Machine Learning Tutorial

R^2 Score

Also known as the Coefficient of Determination, it is the proportion of the variance in the dependent variable that is predictable from the independent variable(s). There are several definitions of R2 that are only sometimes equivalent.

When an intercept is included, then r^2 is simply the square of the sample correlation coefficient (i.e., r) between the observed outcomes and the observed predictor values. If additional regressors are included, R^2 is the square of the coefficient of multiple correlation. In both such cases, the coefficient of determination normally ranges from 0 to 1. A value of 1 corresponds to a perfect prediction, and a value of 0 corresponds to a constant model that just predicts the mean of the training set responses.

OBS: The intercept (often labeled the constant) is the expected mean value of Y when all X=0.

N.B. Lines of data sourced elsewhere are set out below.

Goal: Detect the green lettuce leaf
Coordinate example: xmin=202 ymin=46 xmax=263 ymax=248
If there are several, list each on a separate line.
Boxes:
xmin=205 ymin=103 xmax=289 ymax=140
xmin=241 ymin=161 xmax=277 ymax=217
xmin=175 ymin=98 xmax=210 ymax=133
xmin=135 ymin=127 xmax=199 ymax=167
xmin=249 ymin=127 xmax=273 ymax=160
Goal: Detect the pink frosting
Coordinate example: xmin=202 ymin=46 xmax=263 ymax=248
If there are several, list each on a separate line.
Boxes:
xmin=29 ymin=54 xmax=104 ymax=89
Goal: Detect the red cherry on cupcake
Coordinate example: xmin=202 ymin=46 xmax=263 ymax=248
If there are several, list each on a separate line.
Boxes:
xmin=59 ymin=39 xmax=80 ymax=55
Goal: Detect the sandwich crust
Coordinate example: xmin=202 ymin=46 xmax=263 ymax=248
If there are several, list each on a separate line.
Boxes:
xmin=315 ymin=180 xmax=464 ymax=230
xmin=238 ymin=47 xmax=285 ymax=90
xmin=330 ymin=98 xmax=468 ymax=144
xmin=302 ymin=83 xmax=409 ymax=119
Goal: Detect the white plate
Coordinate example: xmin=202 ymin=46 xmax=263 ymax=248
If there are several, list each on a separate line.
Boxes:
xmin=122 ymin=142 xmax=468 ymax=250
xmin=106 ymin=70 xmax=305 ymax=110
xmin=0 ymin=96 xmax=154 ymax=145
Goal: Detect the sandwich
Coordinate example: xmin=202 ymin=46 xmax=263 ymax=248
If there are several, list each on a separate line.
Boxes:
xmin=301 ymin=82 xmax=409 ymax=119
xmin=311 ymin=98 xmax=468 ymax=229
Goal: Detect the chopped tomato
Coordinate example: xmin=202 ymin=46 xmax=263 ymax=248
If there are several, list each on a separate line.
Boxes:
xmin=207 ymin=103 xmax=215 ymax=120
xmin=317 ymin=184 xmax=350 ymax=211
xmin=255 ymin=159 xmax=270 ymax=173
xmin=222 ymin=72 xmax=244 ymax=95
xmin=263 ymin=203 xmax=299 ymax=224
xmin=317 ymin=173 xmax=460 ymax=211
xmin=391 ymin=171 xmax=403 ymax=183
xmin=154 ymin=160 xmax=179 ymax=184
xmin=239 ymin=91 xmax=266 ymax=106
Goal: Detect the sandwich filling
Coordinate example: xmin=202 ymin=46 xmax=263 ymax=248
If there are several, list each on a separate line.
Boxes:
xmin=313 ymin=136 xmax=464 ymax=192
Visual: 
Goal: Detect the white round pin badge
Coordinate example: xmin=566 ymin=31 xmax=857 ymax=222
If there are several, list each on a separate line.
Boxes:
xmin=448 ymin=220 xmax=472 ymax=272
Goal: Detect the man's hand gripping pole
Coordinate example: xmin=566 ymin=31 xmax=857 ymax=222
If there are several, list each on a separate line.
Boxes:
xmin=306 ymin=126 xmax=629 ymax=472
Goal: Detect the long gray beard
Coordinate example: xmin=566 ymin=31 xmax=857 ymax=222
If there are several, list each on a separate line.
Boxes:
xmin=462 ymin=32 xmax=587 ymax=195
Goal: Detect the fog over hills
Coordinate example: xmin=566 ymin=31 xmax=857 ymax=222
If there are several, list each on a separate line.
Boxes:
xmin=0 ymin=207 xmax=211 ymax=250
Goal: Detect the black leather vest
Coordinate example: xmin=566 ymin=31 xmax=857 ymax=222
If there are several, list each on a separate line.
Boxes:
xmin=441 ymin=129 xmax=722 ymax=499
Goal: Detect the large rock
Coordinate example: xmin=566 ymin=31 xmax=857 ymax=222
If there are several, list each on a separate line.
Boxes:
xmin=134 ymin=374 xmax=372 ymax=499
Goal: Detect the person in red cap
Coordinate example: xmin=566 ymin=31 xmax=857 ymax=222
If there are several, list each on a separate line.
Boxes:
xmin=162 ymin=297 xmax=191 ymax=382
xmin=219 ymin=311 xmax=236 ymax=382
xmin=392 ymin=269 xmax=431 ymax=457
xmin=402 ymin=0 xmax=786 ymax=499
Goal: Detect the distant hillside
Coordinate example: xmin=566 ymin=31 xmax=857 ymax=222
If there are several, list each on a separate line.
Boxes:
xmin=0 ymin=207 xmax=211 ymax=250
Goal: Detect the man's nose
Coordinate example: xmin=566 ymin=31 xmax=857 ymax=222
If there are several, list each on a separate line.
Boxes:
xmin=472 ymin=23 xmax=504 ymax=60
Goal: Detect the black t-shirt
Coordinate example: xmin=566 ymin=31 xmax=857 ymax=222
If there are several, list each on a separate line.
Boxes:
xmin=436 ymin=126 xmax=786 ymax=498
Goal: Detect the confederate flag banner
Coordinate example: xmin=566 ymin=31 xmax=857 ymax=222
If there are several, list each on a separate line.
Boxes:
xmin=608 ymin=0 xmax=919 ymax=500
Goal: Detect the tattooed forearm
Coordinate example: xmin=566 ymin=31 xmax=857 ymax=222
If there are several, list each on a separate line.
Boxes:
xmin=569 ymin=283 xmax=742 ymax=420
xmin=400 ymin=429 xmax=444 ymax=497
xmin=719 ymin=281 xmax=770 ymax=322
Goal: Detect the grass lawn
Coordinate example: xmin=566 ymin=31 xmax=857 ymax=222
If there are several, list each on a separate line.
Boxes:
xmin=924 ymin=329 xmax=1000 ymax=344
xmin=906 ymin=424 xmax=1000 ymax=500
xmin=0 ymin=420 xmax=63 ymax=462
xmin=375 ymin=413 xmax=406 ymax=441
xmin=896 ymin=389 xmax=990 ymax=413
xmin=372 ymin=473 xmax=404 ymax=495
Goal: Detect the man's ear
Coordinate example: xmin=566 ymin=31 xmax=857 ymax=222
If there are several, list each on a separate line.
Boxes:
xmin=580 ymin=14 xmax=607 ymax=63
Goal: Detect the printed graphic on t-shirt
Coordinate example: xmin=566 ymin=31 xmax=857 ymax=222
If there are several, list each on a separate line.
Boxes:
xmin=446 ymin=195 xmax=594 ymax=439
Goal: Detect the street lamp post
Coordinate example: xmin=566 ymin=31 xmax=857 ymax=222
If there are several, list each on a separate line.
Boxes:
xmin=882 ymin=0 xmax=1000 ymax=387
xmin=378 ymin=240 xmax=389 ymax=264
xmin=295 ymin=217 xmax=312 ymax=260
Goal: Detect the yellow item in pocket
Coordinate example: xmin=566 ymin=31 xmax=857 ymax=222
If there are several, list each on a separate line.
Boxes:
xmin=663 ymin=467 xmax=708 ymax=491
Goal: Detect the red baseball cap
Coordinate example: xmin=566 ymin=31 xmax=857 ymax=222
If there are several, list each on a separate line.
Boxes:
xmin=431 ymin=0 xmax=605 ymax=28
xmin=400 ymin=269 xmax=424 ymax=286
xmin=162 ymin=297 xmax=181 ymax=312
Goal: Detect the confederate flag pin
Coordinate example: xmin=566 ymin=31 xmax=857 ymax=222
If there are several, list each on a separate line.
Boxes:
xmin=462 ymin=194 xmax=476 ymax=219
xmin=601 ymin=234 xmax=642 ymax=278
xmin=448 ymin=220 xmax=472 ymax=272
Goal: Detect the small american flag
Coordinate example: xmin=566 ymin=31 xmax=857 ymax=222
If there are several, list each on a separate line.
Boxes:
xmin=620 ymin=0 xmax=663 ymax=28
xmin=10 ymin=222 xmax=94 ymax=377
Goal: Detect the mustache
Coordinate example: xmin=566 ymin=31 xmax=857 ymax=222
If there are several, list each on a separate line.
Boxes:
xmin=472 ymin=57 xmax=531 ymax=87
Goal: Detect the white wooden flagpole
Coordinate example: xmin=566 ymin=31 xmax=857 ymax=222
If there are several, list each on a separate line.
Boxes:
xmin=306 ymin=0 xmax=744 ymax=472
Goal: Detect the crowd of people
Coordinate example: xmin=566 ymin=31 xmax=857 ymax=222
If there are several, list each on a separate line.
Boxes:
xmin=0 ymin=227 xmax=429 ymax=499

There are cases where the computational definition of R2 can yield negative values, depending on the definition used. This can arise when the predictions that are being compared to the corresponding outcomes have not been derived from a model-fitting procedure using those data. Even if a model-fitting procedure has been used, R2 may still be negative, for example when linear regression is conducted without including an intercept, or when a non-linear function is used to fit the data. In cases where negative values arise, the mean of the data provides a better fit to the outcomes than do the fitted function values, according to this particular criterion.

We can also evaluate the model using the score method, which for regressors returns the R2 score.

print("Test set score: {:.2f}".format(knn.score(X_test, y_test)))